That Sunday between Christmas and New Year’s turned out to be filled with comedy, tragedy, implausible irony, cosmic comeuppances, kindness, cruelty, heroism, cowardice, genius, idiocy, prejudice, selflessness, coincidence, and startling moments of human connection, along with evocative foreshadowing of momentous events yet to come. Lives were lost. Lives were saved. Lives were altered in overwhelming ways. Many of these events never made it into the news; they were private dramas in the lives of private people. They were utterly compelling.

One Day asks and answers the question of whether there is even such a thing as “ordinary” when we are talking about how we all lurch and stumble our way through the daily, daunting challenge of being human.


One Day I’ve only read as far as the introduction but was completely absorbed by what I was reading – I’m expecting to enjoy it, especially as I like these snap-shot looks at history; Venom is going to be a bit of science-candy, I think; the introduction feels like it’s aimed at the more urban reader with less practical experience with the venomous side of life, but it’s fully illustrated and seems like a good warm-up to tackling the slightly more in-depth Venomous by Christie Wilcox, also in that pile.

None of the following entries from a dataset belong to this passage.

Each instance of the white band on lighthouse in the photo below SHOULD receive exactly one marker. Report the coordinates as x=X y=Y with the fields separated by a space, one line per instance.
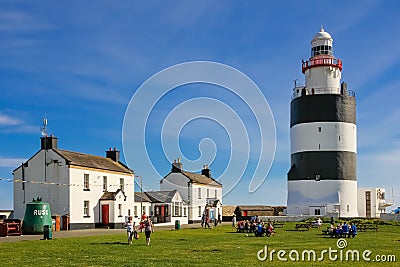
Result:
x=323 y=136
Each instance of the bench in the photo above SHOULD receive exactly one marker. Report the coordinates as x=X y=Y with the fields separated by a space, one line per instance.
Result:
x=334 y=234
x=363 y=227
x=278 y=224
x=303 y=225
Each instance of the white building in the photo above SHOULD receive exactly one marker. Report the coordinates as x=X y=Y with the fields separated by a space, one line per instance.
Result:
x=201 y=192
x=372 y=202
x=163 y=206
x=92 y=190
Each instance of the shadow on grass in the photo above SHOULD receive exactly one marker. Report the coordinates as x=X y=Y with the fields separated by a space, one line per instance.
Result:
x=111 y=243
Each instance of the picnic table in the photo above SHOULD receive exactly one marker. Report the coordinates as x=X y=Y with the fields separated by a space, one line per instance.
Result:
x=362 y=227
x=303 y=225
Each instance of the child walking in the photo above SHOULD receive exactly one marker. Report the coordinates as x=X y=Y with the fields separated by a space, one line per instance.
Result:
x=148 y=230
x=130 y=229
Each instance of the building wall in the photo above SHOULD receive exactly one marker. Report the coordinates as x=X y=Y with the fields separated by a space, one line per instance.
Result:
x=66 y=195
x=56 y=195
x=78 y=195
x=189 y=193
x=176 y=181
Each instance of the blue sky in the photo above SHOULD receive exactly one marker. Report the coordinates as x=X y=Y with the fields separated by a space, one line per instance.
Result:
x=79 y=64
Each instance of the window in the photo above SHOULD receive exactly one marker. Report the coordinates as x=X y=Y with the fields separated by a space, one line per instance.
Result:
x=86 y=182
x=121 y=184
x=86 y=208
x=119 y=210
x=104 y=183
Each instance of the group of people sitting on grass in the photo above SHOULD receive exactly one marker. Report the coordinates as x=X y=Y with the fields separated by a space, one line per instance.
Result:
x=343 y=230
x=256 y=226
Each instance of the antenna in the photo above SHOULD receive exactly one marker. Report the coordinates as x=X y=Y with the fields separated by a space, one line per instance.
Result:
x=44 y=127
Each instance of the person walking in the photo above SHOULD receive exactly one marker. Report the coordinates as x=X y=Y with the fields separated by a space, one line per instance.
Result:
x=130 y=229
x=148 y=229
x=207 y=222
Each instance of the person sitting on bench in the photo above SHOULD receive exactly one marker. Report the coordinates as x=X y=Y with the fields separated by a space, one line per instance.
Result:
x=353 y=230
x=345 y=229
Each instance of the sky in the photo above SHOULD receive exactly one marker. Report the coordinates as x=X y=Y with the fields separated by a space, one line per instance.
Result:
x=88 y=66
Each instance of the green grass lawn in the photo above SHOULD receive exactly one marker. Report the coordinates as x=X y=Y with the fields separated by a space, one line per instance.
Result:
x=197 y=247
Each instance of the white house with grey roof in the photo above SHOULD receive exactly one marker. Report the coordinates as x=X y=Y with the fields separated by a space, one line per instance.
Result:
x=163 y=206
x=93 y=191
x=201 y=192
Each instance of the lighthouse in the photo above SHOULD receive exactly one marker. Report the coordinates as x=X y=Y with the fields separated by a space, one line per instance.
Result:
x=322 y=179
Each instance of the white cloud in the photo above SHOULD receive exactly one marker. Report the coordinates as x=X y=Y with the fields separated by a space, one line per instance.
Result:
x=11 y=162
x=8 y=120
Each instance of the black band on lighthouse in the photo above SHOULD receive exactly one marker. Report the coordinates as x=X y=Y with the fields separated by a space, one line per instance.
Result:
x=327 y=107
x=329 y=165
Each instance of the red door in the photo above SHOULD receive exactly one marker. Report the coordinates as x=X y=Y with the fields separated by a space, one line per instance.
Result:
x=163 y=213
x=105 y=214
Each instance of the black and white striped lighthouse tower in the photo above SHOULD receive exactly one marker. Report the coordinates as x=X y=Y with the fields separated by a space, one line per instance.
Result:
x=322 y=179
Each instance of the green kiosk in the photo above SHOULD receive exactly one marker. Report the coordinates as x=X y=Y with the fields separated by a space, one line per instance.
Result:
x=37 y=219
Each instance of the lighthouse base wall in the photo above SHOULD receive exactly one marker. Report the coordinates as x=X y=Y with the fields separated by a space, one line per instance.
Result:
x=319 y=198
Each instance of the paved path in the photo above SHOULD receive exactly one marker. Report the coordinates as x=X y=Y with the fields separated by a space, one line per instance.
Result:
x=87 y=232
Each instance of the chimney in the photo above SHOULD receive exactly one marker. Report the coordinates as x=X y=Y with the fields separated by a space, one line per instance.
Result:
x=343 y=88
x=49 y=142
x=177 y=166
x=113 y=154
x=206 y=171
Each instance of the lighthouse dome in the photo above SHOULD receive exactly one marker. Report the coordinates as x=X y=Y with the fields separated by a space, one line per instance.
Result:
x=321 y=44
x=321 y=35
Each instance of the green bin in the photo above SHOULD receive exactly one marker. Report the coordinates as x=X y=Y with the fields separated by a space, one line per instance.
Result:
x=37 y=215
x=47 y=232
x=177 y=224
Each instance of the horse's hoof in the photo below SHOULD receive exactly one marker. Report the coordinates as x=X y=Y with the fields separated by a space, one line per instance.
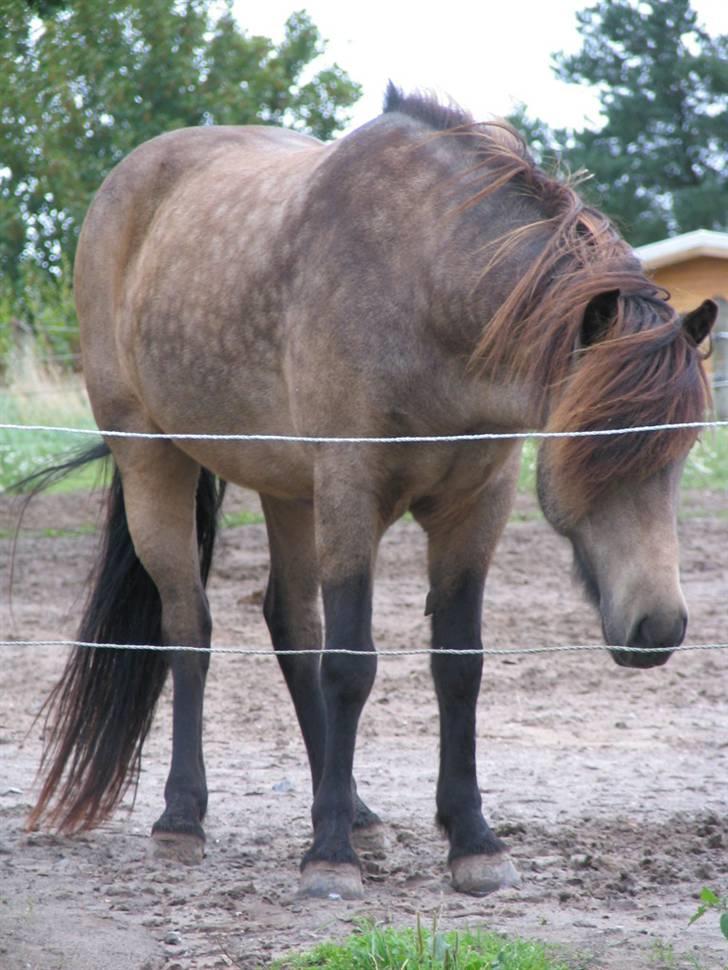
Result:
x=369 y=838
x=184 y=847
x=328 y=880
x=483 y=874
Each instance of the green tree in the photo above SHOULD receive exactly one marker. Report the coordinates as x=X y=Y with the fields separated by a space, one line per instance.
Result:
x=89 y=81
x=660 y=160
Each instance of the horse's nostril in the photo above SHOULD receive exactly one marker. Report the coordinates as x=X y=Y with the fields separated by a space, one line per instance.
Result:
x=661 y=631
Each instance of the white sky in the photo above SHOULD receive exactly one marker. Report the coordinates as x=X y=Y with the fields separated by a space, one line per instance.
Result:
x=486 y=54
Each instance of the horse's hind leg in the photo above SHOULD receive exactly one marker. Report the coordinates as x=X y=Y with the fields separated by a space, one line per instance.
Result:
x=460 y=549
x=160 y=485
x=292 y=613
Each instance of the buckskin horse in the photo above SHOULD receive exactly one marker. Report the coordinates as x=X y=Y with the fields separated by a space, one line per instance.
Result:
x=420 y=276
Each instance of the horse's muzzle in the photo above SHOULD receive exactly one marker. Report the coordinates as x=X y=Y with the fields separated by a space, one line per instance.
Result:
x=658 y=633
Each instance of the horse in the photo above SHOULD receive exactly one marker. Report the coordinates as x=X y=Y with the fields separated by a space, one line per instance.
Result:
x=421 y=276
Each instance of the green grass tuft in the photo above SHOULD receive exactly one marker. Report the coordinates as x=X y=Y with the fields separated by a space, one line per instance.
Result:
x=39 y=395
x=387 y=948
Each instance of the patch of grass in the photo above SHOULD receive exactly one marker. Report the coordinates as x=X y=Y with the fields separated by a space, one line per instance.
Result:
x=387 y=948
x=232 y=520
x=39 y=395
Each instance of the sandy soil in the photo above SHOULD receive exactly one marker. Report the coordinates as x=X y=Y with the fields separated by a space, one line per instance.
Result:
x=610 y=785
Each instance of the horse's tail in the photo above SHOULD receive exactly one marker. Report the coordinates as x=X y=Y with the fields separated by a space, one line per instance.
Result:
x=99 y=713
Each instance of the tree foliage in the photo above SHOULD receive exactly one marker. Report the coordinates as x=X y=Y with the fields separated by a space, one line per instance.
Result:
x=83 y=82
x=660 y=160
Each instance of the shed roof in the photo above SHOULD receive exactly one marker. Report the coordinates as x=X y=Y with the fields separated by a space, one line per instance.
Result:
x=677 y=249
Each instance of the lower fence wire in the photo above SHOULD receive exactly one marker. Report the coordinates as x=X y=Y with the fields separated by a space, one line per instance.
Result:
x=417 y=652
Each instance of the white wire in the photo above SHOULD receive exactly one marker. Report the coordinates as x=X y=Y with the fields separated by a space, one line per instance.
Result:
x=391 y=440
x=419 y=652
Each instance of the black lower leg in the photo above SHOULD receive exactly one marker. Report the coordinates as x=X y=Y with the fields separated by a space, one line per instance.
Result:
x=456 y=625
x=346 y=681
x=185 y=792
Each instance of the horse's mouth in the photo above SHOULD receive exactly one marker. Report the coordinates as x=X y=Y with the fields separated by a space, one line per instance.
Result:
x=642 y=649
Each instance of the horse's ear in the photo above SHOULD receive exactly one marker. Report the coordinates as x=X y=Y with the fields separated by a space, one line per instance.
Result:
x=599 y=313
x=698 y=323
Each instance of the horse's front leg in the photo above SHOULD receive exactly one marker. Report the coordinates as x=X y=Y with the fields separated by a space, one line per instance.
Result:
x=347 y=535
x=459 y=554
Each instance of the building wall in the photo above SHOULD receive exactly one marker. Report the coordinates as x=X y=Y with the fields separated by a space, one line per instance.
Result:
x=693 y=280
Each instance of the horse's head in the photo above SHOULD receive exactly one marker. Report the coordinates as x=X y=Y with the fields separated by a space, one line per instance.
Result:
x=615 y=497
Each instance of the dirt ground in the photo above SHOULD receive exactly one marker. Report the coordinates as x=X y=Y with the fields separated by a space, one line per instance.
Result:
x=610 y=785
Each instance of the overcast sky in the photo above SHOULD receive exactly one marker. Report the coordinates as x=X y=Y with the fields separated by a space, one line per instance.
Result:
x=486 y=55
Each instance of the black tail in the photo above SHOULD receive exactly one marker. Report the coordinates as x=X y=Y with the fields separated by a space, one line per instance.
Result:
x=99 y=713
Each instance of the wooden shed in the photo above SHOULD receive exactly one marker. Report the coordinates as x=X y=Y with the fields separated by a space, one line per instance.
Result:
x=693 y=267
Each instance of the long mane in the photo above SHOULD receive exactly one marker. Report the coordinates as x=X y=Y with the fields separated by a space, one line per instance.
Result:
x=643 y=370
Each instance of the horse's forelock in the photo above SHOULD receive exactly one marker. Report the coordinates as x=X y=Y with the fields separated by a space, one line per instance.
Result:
x=645 y=372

This morning, I pulled 20-ish books off my large bed-side TBR bookshelf and MT will haul those into the lounge to take residence on the medium sized shelf.  They’re still titles I want to read, but I’m so used to seeing, my eyes glide right over them.  The stacks above will take their place in the bedroom, doing their bit to shake up my visual field.  I’ll also tally up the books on both shelves for my spreadsheet, which will leave me only with 2 smallish shelves in the library, of mostly MM Paperbacks, and then I’ll finally be able to more accurately track my efforts to whittle down my TBR.  I hope.